The first and most simple similarity is the emphasis on production value, which Masterclass takes to a whole new level. The current crop of Masterclass courses are directed by professional film-makers: Jay Roach (Austin Powers and Meet the Parents) and two-time Academy Award winning documentarian, Bill Guttentag. They’re predictably beautiful.
The second and less obvious similarity is the way in which both MOOCs and Masterclass rely on the status of the source of instruction to generate the perception of instructional value.

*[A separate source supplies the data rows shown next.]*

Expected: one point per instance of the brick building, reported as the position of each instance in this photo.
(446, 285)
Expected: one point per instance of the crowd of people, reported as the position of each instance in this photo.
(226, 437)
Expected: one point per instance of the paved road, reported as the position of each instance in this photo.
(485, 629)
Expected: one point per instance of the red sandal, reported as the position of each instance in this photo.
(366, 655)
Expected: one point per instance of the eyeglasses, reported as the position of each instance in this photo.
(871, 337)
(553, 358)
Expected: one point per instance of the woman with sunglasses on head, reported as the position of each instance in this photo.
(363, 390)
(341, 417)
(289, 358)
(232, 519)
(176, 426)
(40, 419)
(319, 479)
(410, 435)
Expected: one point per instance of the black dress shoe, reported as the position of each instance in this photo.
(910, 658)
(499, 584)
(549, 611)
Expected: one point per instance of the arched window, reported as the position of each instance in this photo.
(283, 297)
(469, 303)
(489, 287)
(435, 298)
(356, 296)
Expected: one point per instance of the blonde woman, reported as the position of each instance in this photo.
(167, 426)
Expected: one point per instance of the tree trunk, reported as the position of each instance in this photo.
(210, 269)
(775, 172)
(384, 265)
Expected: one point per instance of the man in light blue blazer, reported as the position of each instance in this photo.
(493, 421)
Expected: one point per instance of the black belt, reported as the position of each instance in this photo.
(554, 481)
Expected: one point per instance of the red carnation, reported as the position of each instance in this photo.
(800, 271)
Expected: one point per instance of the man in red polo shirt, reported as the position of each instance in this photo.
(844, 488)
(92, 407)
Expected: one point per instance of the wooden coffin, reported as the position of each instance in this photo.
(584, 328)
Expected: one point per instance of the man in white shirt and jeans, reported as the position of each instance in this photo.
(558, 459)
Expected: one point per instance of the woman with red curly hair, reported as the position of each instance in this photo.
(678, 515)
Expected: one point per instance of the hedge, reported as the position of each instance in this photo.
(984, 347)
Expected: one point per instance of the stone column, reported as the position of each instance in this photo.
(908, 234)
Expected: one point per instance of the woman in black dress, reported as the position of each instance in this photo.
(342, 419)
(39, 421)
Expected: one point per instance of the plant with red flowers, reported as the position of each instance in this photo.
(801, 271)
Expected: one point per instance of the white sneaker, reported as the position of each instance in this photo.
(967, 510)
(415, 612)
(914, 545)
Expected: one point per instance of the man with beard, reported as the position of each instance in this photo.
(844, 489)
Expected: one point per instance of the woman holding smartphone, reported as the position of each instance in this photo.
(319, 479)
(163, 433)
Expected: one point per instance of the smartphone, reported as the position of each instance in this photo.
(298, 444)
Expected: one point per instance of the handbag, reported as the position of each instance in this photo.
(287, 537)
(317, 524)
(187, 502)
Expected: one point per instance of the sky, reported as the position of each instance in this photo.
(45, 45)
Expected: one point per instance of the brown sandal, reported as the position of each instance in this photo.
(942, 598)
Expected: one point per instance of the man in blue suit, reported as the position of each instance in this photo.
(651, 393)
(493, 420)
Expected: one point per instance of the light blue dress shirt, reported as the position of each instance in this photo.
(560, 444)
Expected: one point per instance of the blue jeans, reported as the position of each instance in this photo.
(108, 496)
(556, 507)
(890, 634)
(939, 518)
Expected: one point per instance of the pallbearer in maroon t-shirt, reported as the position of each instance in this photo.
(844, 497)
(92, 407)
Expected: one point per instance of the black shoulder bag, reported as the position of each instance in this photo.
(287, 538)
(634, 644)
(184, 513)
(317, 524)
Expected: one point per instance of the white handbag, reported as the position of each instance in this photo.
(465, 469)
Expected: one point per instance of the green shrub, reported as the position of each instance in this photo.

The affiliation with elite institutions is fundamental to the appeal and newsworthiness of MOOCs, as was the choice to present these courses as more or less equivalent to the “real courses” taught within the institution (minus tuition). News services and pundits took notice because MOOCs appeared to offer a desirable, expensive, and scare resource for free – it’s a “man bites dog” news item. (c.f. “Elite Education for the Masses“, Washington Post, 2012) Had these MOOCs come from, for example, a consortium of community colleges in South Dakota, or not been understood as consistent with the actual courses taught at these institutions, they would have gained little attention.
Likewise, Masterclass leverages the brand name recognition and status of its instructors – in this case, celebrities from the world of film, sports, and the arts. The first crop of Masterclass courses are taught by Dustin Hoffman (actor), Serena Williams (tennis pro), James Patterson (fiction author), and Annie Liebowitz (photographer). (It’s highly unlikely of course that these celebrities had anything to do with the design of the instruction, but this is how the courses are marketed.)
In both MOOCs and Masterclass, then, the value of the courses is based to a considerable degree on the source of the instruction. And in presenting themselves in this fashion, they inadvertently underline the rather unsophisticated ways in which instructional quality is evaluated in and outside of higher education. MOOCs were received well because of the status of the institutions with which they were affiliated. But the status enjoyed by these institutions is primarily a by-product of exclusivity (admissions and tuition levels) and the research productivity of the faculty, not of instructional sophistication. These institutions enrol the most academically gifted students and, as Harvard Professor Clayton Christensen has noted, his home institution spends far less on improving instruction each year than does the University of Phoenix.
Likewise, the status of celebrities leading the Masterclass courses is not the result of their success as educators or coaches. They are practitioners and each one studies under leading coaches, trainers and educators.
In each case, then, consumers are investing in instruction on the basis of qualities only indirectly related to instructional quality. This isn’t because people are daft. It’s because in the absence of easy access to relevant information about instructional value, we turn to proxies to make our decisions. Lloyd Armstrong, Provost Emeritus at USC refers to tuition, exclusivity, research productivity and other markers as “surrogates of quality“.
Consumers need to become more adept at identifying instructional value. But institutions must play a leading role. We need, first, to take steps to track the impact on learning outcomes of different instructional strategies. And then use this information to inform both students and ourselves about what’s working and what isn’t. Yes, educational quality is harder to measure than most, but not impossible – particularly in the online environment. Intelligently designed learning analytics – based on field-tested theories of learning – can now provide us with accurate and relevant information we need to enable better assessments of true quality in learning.